THE PARTY
SINOPSIS:
“Lu yakin ini
bakal membawa perubahan?” Tanyaku semakin berdebar-debar seiring semakin
mendekatnya tujuan kami.
“Hopefully
say, this is our last effort.” Kata Ricky sambil menggenggam telapak
tanganku dengan hangat,
“Kalau sampai
ini gak berhasil dan kita harus cerai, kita masih teman baik kan?” dia menoleh
ke arahku, kami saling pandang. Aku tersenyum kecil dan mengangguk,
“Belum married
dulu kita emangnya teman baik, mungkin udah takdir kita sebagai teman bukan
sebagai suami istri. Eh, jalan tuh!” Kataku menyadari lampu hijau sudah menyala
dan mobil di belakang mengklakson. Ricky buru-buru menjalankan mobil meneruskan
perjalanan.
Hari itu
Sabtu, cuaca cerah namun tidak dengan hati kami, kegundahan memenuhi hatiku dan
suamiku ini.
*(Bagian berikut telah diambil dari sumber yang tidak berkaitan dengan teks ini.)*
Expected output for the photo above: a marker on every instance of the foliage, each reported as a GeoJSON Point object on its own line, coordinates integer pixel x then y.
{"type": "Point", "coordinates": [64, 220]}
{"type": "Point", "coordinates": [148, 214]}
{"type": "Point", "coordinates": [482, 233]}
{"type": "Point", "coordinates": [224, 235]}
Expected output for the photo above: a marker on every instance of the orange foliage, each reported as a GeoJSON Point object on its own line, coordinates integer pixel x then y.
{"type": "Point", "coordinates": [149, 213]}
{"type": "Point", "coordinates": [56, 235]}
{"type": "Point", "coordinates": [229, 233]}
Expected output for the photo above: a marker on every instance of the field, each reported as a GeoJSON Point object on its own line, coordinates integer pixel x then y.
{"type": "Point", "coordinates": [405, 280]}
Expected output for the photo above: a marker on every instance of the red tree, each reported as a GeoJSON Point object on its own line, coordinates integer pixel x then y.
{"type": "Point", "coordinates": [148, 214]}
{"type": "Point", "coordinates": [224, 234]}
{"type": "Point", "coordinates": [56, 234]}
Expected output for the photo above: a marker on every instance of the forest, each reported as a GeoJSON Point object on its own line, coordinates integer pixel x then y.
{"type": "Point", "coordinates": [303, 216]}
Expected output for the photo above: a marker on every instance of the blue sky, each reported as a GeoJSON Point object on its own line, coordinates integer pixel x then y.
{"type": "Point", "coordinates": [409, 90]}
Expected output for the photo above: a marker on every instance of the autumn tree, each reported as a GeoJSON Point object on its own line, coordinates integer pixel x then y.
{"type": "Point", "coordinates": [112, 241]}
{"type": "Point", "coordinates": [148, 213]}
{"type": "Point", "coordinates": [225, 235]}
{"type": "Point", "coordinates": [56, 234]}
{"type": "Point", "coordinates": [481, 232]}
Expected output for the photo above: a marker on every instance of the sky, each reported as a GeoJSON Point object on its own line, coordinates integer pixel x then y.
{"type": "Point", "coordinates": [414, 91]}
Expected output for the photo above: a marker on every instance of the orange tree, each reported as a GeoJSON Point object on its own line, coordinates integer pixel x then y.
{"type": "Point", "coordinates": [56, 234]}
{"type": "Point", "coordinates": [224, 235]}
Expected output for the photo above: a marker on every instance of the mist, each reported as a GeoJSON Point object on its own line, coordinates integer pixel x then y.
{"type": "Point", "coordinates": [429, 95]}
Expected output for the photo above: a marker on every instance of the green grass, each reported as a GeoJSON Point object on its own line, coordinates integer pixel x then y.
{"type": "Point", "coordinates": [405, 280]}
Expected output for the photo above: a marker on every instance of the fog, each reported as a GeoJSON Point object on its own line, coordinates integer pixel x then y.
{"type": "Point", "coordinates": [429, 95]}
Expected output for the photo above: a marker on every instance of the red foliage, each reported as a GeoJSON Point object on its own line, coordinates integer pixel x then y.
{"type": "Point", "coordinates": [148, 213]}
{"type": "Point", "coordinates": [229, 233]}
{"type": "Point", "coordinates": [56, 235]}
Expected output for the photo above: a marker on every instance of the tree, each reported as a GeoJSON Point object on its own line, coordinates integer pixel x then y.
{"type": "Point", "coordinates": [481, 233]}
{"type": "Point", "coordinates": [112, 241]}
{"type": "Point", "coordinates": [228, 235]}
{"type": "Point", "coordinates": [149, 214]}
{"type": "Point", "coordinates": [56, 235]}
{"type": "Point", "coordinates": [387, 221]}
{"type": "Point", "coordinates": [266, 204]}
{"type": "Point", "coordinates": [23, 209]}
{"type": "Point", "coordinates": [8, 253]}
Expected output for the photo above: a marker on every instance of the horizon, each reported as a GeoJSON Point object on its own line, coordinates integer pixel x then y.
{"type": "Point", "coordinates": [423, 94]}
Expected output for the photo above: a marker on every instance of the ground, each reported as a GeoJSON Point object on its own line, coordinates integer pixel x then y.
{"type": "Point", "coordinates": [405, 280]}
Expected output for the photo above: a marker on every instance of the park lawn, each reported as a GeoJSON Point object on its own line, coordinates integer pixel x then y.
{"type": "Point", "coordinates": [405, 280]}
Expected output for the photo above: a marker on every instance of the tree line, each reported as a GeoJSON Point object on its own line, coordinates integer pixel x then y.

Empat tahun lebih pernikahan kami sedang di ujung tanduk menuju
perceraian. Secara materi kami bisa dibilang sangat berkelimpahan, Ricky
mempunyai karier mapan, dalam usia 34 tahun ia telah menjabat wakil direktur di
perusahaan multinasional yang bergerak di bidang konstruksi.
Aku sendiri Leni,
29 tahun, dikarunia wajah yang cantik oriental dengan tubuh ideal berpostur
sedang. Semua mengatakan kami pasangan yang sempurna, yang pria tampan dan yang
wanita cantik, dan sudah hidup mapan pula. Ooohh... seandainya saja mereka tahu
yang sebenarnya, semua tidaklah seindah yang mereka lihat. Ingin rasanya aku
berteriak pada mereka, “WHAT DO YOU KNOW, BITCH!!??”. Buah hati yang
belum kunjung lahir adalah awal segala masalah, Ricky adalah satu-satunya anak
laki-laki di keluarganya sehingga orang tuanya sangat berharap cucu darinya.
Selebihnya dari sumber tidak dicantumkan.